What Does Debt Recapitalization Mean?
Debt recapitalization allows the owners or key employees in a company to take money out of the company and then confer the risk of this loan onto other classes of assets in the company. This type of financing provides an immediate infusion of cash into the business that the owners can use for any purpose that they desire. The lending company therefore provides a quick infusion of debt capital to the borrowing company in the form of mezzanine or senior capital financing in order to accommodate a net distribution of cash to the owners of the business.
Divestopedia Explains Debt Recapitalization
In most types of debt recapitalizations, one or more of the company owners simply goes to the bank and asks for a loan based on the company’s financials. The bank will look at the company’s cash flow, balance sheet and its ability to meet future expenses and then make a loan based upon these factors.
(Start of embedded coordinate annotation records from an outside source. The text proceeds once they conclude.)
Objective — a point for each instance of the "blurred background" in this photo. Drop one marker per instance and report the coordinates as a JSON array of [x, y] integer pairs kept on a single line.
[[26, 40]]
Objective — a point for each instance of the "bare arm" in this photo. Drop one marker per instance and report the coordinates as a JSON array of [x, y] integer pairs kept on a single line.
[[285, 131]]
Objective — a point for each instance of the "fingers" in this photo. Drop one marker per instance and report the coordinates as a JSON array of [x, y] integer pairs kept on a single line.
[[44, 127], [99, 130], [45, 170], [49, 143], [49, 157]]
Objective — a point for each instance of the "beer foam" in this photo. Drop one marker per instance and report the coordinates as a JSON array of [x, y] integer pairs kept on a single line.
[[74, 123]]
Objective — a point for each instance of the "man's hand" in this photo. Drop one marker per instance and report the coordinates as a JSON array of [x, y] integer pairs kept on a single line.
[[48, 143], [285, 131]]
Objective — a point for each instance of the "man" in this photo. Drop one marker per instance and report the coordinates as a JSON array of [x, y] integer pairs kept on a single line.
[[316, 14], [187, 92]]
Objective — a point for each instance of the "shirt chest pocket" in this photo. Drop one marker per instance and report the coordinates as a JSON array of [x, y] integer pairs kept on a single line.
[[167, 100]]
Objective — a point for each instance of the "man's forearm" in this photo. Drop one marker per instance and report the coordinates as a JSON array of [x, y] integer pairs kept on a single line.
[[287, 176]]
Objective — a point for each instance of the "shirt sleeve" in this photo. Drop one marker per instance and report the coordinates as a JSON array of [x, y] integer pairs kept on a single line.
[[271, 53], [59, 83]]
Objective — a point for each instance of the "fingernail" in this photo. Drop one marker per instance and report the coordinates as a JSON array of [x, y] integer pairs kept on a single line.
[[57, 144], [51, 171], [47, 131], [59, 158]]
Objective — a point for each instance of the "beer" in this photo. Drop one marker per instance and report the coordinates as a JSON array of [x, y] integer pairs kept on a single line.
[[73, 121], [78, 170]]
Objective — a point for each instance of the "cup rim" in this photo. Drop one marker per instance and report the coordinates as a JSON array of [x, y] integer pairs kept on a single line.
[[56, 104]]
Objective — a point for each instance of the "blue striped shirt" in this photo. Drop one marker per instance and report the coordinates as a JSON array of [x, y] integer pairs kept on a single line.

This type of debt could be made through various types of financial mechanisms, such as dividends or other similar types of payments. The amount of money that is ultimately borrowed will depend upon various factors, such as the company’s cash flow and balance sheet and its ability to pay future financial obligations.
There are several advantages to using this type of debt financing, including:
The owner (or owners) of the business will retain full ownership of the company.
The entire procedure is fairly fast. The owner(s) only need to negotiate with the bank for their money.
Debt restructuring is often done on a confidential basis, thus preventing any major disruption in the operations of the company.
Some of the disadvantages that this approach include:
Most banks or other primary lenders will require some sort of personal guarantee in addition to the corporate promises made by the owners. Owners therefore need to objectively evaluate whether they can take this additional risk with their business.
Both senior debt and mezzanine providers will be burdened with additional reporting requirements.
Further debt that is taken out on the business will correspondingly increase the burden on its cash flow, which can make it more difficult to secure additional financing of any kind in the future. This can thus impact the company’s ability to grow in the future.